As I prepare the first lesson plan for my new class (last week was more of a “Hi, welcome to class, I know your parents are downstairs and you want to see them, here’s what we’re going to learn and let me get you excited about it”) I find that I am jealous of Rabbi Hillel, and any teacher that has had the ability to teach outside of the confines of class bells and ridiculous, arbitrary structures that define the notion of modern learning/teaching/instruction in the United States (if anything will be our downfall, it’s this - to be sure).
I’m going to connect the students Hebrew names with our past, and their future by showing the relation to liturgical Hebrew and Modern Hebrew (and in between I know at least one of my students will ask about cheese/Batman/ponies…because: students)…and I will have to make them care about Hebrew as much as they care about cheese/Batman/ponies, which is an incredibly tall order to fill.
I’m going to play for them music of what prayers sound like from many different groups, and then we’re going to think about a reason to be thankful for, and we’re going to clap out a prayer to God (because: Psalm 47:1).

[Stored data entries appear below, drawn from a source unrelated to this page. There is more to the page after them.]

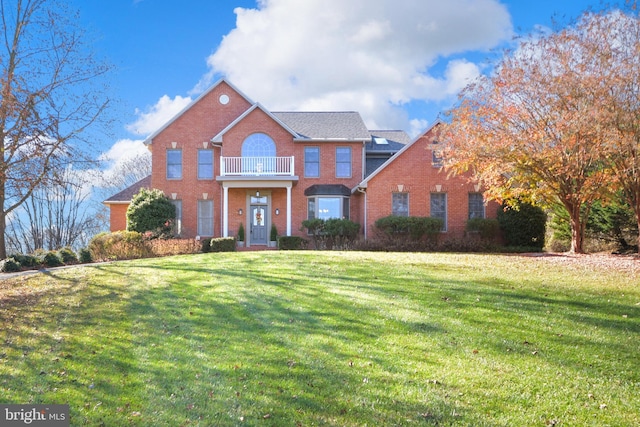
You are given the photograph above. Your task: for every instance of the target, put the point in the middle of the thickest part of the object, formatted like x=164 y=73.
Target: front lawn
x=327 y=338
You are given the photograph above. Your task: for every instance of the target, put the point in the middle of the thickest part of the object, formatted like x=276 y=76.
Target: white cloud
x=371 y=56
x=123 y=151
x=157 y=115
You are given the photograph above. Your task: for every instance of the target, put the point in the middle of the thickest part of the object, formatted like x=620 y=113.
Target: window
x=400 y=204
x=312 y=162
x=177 y=226
x=476 y=205
x=205 y=217
x=343 y=162
x=205 y=164
x=436 y=156
x=439 y=208
x=258 y=145
x=174 y=164
x=328 y=207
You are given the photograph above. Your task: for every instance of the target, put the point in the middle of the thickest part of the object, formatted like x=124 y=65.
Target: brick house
x=413 y=183
x=225 y=161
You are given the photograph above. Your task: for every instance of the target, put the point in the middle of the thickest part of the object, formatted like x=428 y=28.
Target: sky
x=399 y=63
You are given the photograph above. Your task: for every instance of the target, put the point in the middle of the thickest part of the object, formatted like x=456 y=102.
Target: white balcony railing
x=256 y=166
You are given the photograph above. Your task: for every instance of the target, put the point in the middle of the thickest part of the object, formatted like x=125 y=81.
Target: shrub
x=68 y=256
x=222 y=244
x=164 y=247
x=341 y=233
x=52 y=259
x=487 y=228
x=241 y=233
x=523 y=224
x=26 y=261
x=10 y=265
x=206 y=245
x=332 y=233
x=151 y=211
x=85 y=256
x=118 y=245
x=400 y=227
x=292 y=243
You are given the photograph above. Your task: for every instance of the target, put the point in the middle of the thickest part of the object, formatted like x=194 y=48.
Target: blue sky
x=398 y=62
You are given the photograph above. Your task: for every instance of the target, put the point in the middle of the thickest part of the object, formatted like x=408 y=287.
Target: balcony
x=256 y=166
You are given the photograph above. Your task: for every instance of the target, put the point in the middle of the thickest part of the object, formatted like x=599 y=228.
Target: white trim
x=149 y=140
x=218 y=137
x=365 y=182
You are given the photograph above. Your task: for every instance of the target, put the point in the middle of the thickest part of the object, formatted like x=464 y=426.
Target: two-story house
x=225 y=160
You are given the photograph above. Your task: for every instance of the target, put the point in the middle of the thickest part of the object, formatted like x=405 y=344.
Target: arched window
x=258 y=145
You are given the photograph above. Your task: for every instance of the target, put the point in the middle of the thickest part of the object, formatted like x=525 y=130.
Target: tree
x=537 y=128
x=54 y=216
x=49 y=98
x=622 y=33
x=151 y=210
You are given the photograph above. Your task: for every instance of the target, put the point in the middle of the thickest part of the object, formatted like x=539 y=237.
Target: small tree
x=151 y=211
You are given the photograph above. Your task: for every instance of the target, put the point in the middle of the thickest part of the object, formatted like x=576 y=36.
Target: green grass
x=322 y=338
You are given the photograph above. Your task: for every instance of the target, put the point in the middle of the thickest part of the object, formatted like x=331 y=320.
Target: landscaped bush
x=52 y=259
x=220 y=244
x=398 y=228
x=332 y=233
x=27 y=261
x=486 y=228
x=523 y=225
x=165 y=247
x=292 y=243
x=118 y=245
x=68 y=256
x=85 y=256
x=10 y=265
x=151 y=212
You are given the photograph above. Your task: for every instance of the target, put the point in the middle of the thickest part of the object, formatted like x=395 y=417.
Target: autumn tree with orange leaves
x=546 y=125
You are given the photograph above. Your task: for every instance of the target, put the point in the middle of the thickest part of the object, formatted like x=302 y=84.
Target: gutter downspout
x=364 y=191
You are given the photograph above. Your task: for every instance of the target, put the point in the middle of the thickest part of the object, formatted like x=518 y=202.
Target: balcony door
x=258 y=228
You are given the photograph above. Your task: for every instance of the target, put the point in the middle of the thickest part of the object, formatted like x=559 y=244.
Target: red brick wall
x=198 y=125
x=413 y=172
x=118 y=217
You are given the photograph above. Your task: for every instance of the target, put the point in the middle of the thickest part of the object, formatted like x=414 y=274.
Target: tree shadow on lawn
x=263 y=352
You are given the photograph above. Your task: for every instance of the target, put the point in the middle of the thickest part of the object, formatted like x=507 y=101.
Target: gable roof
x=365 y=182
x=149 y=139
x=395 y=141
x=127 y=194
x=324 y=126
x=218 y=137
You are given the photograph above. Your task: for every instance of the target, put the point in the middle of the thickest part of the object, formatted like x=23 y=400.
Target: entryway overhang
x=228 y=182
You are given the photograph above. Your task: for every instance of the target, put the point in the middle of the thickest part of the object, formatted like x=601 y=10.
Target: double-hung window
x=312 y=162
x=205 y=164
x=476 y=206
x=177 y=225
x=205 y=217
x=400 y=204
x=343 y=162
x=174 y=164
x=327 y=207
x=439 y=208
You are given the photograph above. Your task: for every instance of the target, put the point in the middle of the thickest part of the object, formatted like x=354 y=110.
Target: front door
x=258 y=232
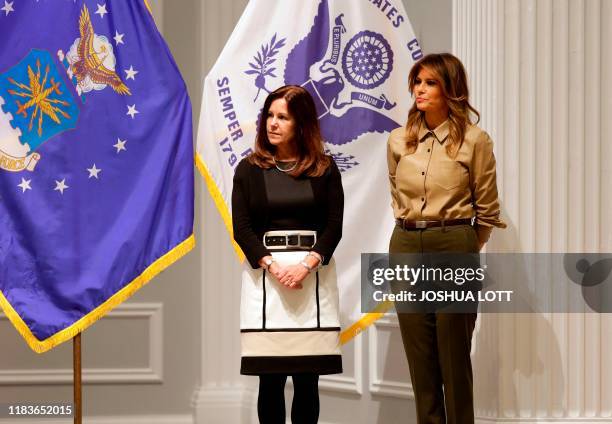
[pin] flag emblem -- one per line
(110, 204)
(36, 106)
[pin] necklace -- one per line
(281, 169)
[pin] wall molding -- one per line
(137, 419)
(151, 374)
(379, 386)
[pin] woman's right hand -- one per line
(279, 272)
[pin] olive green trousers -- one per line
(438, 345)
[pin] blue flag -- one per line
(96, 162)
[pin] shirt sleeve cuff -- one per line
(483, 233)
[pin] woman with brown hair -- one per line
(444, 198)
(287, 207)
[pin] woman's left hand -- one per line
(294, 276)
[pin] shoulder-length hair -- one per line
(312, 160)
(451, 75)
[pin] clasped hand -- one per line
(290, 276)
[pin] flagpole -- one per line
(76, 362)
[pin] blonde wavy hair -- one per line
(451, 75)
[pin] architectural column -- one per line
(223, 396)
(540, 74)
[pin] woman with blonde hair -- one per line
(444, 199)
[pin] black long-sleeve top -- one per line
(251, 213)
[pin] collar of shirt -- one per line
(440, 133)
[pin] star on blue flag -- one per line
(86, 221)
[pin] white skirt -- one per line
(290, 331)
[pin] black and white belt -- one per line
(290, 239)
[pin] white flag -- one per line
(353, 56)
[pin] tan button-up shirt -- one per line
(430, 185)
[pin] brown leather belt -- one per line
(407, 224)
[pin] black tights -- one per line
(271, 400)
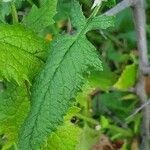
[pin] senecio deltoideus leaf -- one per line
(21, 53)
(14, 107)
(54, 91)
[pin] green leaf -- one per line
(21, 53)
(14, 106)
(65, 138)
(127, 78)
(40, 18)
(104, 79)
(53, 93)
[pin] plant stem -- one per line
(90, 120)
(14, 12)
(140, 27)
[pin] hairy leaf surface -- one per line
(21, 53)
(72, 58)
(14, 106)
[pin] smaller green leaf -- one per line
(101, 22)
(65, 138)
(88, 138)
(127, 78)
(67, 135)
(40, 18)
(14, 106)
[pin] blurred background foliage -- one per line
(106, 101)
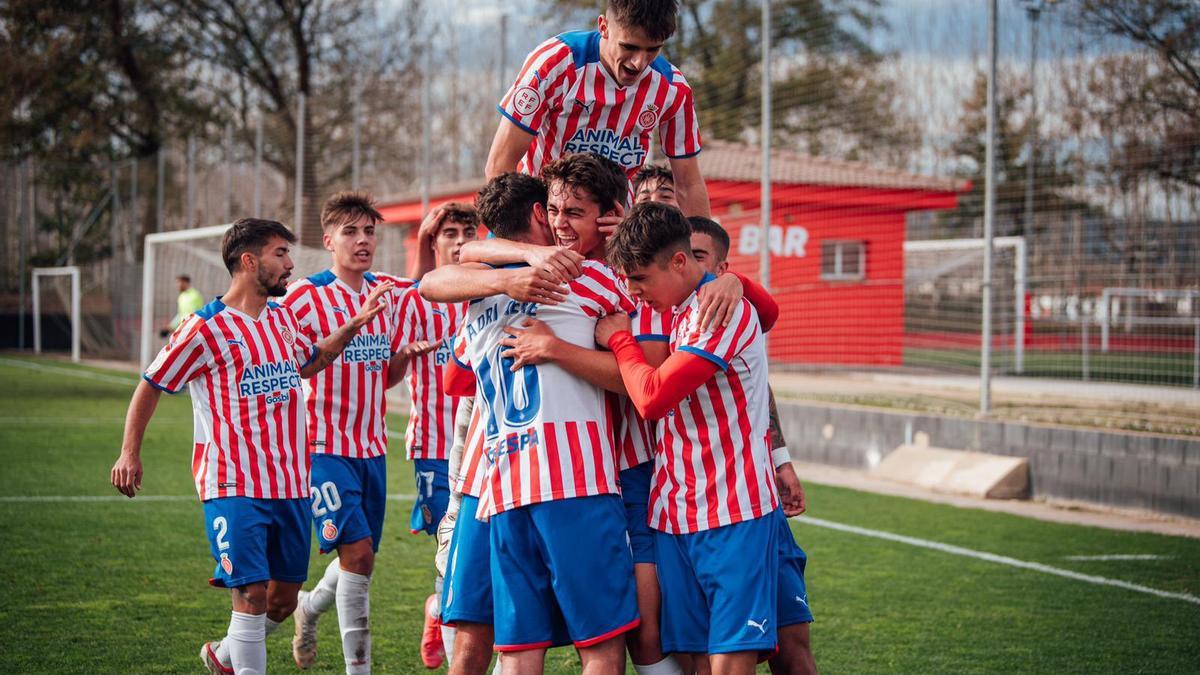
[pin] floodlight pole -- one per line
(765, 183)
(989, 216)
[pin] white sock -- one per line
(324, 593)
(353, 619)
(247, 643)
(448, 635)
(222, 650)
(666, 667)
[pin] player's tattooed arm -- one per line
(126, 473)
(331, 347)
(460, 284)
(556, 263)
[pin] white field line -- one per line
(33, 499)
(72, 371)
(993, 557)
(1117, 556)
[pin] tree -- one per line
(829, 95)
(264, 55)
(1169, 93)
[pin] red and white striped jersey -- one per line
(636, 437)
(346, 402)
(714, 463)
(431, 420)
(549, 434)
(567, 97)
(244, 377)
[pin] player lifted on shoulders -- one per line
(605, 91)
(432, 418)
(243, 358)
(713, 490)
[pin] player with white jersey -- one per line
(605, 91)
(432, 414)
(582, 190)
(552, 464)
(347, 428)
(713, 490)
(243, 358)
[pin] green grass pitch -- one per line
(120, 586)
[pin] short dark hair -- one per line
(461, 213)
(348, 207)
(657, 18)
(601, 177)
(711, 227)
(505, 203)
(250, 234)
(652, 172)
(649, 231)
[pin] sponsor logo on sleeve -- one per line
(526, 100)
(328, 530)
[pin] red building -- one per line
(837, 243)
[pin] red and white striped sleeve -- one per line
(651, 326)
(185, 357)
(679, 126)
(540, 84)
(600, 292)
(721, 344)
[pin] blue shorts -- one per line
(635, 493)
(257, 541)
(349, 497)
(562, 565)
(719, 587)
(467, 591)
(432, 495)
(793, 595)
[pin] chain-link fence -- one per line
(879, 133)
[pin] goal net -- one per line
(196, 254)
(943, 304)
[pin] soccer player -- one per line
(711, 248)
(431, 420)
(552, 465)
(243, 358)
(583, 189)
(713, 491)
(654, 183)
(513, 205)
(347, 430)
(605, 91)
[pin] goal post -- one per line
(1019, 278)
(76, 323)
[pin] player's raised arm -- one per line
(328, 350)
(690, 189)
(126, 475)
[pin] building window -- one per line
(843, 261)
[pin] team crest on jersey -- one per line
(648, 117)
(526, 100)
(328, 530)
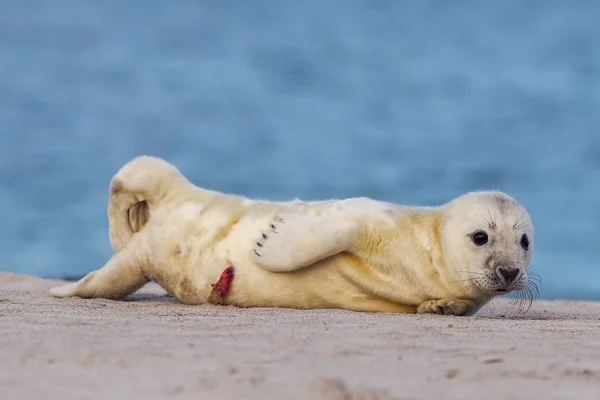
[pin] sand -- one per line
(151, 347)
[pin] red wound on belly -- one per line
(221, 288)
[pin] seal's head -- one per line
(487, 239)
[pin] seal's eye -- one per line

We’re then going to talk about Roi Klein who’s last words were either “Shema Yisrael…” (Hear O Israel) or “Long live Israel” depending on the account, when he flung himself on a hand-grenade to save his troops during the Second Lebanon War - or we’ll talk about God counting the tears of women, to bring it back to this modern life (and to settle them down after clapping and screaming); and then we’re going to discuss where Jews pray, from appropriate dress and behavior in a Synagogue, before we launch into the structure of a prayer service (and make cards that we’ll get to use in the future to order our studies and prayers) - but where is the time to develop a love of learning, a love of Hebrew, a love of our sacred works? Why do we race toward the date of Bnai Mitzvot as if that is all Hebrew School is? Where is the time to show them that this is more than a language, more than a religion, more than a ceremony: that we are a people, and that this is our language, our history, our past, our present, our future - and it is also a philosophy on life, and that at every turn it both agrees and contradicts itself and that perhaps our greatest heritage is our own works that have arisen from this.
Perhaps at the end of the year I will have to bring sand in a chest and hope that Elijah has a bit of time to intercede on my behalf.